Tuesday, 27 October 2015

Do I Need to Change to a Different Bag?

On Friday I phoned the stoma clinic to see if they could fit me in on Thursday morning when I am due to see Mr. Pullan about my rectal discharge. They promised to phone me back but were very overstretched and understaffed, and I didn't hear anything until today. They say they can fit me in, and all I need to do is tell reception when I arrive, and they will be available once I come out from seeing Mr. Pullan. None of it should take too long.

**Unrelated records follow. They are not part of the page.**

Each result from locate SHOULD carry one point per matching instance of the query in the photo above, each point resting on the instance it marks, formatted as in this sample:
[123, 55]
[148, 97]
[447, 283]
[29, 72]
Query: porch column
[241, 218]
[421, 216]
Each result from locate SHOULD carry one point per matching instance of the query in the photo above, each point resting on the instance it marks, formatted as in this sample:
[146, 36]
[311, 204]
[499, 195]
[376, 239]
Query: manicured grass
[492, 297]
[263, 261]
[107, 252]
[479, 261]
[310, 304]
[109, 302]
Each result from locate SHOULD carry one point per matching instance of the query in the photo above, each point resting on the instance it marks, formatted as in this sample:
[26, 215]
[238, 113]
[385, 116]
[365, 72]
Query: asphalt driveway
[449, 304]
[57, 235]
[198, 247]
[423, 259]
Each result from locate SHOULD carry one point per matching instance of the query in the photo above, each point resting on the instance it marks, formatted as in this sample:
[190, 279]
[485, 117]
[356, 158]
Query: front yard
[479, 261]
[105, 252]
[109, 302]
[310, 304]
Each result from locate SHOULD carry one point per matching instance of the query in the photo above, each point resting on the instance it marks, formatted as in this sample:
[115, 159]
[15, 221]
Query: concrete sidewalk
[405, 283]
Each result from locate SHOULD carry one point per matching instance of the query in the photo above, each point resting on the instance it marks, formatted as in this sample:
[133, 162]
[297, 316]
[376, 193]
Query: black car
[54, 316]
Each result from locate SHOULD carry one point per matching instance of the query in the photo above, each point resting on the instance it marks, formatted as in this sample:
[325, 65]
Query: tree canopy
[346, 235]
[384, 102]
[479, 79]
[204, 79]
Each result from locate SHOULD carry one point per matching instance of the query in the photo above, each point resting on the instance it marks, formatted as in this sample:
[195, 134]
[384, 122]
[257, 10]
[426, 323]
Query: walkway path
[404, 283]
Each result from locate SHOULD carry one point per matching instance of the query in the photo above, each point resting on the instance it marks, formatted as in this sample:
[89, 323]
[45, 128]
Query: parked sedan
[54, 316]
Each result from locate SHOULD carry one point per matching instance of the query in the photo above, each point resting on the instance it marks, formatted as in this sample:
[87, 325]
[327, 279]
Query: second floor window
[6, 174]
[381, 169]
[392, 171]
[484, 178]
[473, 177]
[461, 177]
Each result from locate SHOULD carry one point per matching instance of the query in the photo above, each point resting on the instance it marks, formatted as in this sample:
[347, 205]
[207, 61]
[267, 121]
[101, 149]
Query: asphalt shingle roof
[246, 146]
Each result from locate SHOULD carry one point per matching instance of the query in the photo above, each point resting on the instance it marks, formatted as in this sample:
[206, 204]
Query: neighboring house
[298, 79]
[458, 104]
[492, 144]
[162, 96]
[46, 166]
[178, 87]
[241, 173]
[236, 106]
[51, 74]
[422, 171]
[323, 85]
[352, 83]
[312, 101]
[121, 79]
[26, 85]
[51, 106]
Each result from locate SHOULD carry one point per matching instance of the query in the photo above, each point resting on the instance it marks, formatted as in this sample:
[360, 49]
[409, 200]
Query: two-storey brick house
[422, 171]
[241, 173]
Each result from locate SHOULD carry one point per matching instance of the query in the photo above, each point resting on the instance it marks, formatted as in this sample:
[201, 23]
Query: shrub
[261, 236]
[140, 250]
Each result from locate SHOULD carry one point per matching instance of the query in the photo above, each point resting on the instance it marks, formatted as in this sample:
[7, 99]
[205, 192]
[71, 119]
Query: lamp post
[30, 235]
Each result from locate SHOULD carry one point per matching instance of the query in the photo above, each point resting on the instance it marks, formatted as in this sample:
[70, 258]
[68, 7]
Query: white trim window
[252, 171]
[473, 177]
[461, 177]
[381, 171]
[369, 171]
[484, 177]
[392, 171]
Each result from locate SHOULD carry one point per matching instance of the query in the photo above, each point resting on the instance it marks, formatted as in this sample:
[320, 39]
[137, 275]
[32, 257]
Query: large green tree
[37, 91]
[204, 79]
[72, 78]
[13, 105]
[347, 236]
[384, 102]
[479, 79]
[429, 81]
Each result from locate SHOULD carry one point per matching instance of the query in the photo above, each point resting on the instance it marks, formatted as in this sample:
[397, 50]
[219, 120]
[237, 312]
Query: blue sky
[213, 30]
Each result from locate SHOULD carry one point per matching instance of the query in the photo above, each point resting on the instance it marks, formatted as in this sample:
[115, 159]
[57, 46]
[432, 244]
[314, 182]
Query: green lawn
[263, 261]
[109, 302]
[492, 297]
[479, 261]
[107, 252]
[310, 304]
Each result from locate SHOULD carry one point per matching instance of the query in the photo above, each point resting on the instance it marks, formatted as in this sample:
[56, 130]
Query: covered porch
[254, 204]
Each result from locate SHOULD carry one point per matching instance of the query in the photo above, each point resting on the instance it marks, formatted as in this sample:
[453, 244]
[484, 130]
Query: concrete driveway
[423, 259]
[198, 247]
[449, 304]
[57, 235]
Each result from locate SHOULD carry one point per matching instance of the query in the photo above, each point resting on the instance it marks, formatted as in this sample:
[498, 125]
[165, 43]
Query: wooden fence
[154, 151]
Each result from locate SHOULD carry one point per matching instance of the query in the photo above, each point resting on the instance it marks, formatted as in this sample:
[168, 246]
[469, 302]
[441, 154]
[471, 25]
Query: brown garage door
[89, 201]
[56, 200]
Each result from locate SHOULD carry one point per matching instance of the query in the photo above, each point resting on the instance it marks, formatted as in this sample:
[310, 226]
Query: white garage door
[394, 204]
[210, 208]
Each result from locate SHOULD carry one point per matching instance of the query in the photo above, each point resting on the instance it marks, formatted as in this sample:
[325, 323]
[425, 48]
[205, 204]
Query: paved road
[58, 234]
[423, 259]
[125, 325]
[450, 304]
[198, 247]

The reason I want to see the stoma nurse is that recently I have noticed that my body has changed shape again and the moat around Kermit seems to have disappeared. Where the convex flange of the bag sticks onto my abdomen it is now leaving a reddish mark - not sore or anything, but it may be indicative that the bag is now putting undue pressure on my skin, and it may be that I no longer require a convex flange. I need to see the stoma nurse so she can have a look at it, and she will know whether I can return to flat-backed bags. It is now 7 months since my operation and I thought my body had stopped changing shape, but apparently not!

I have also noticed with the last two bag changes that there had been a bit of seepage of output underneath the flange. I am surprised there was no skin irritation, but it has been fairly thick output recently, and that may be something to do with it. I shall tell the nurse about this and see what she has to say.

When I spoke to the nurse on the phone today, I mentioned that I would like to go on their register of volunteers who are willing to meet with newbies and encourage them through their initial stages, pre- or post-operatively. I am managing so well now, and although I'm only seven months into my stoma journey, I know that I can encourage others on this path, and reassure them that it will get easier, and help them to come to terms with having a stoma. It is a huge change, and can be very frightening and daunting, but once one gets through the initial teething problems, there is no reason why one cannot live as full and normal a life as one did before.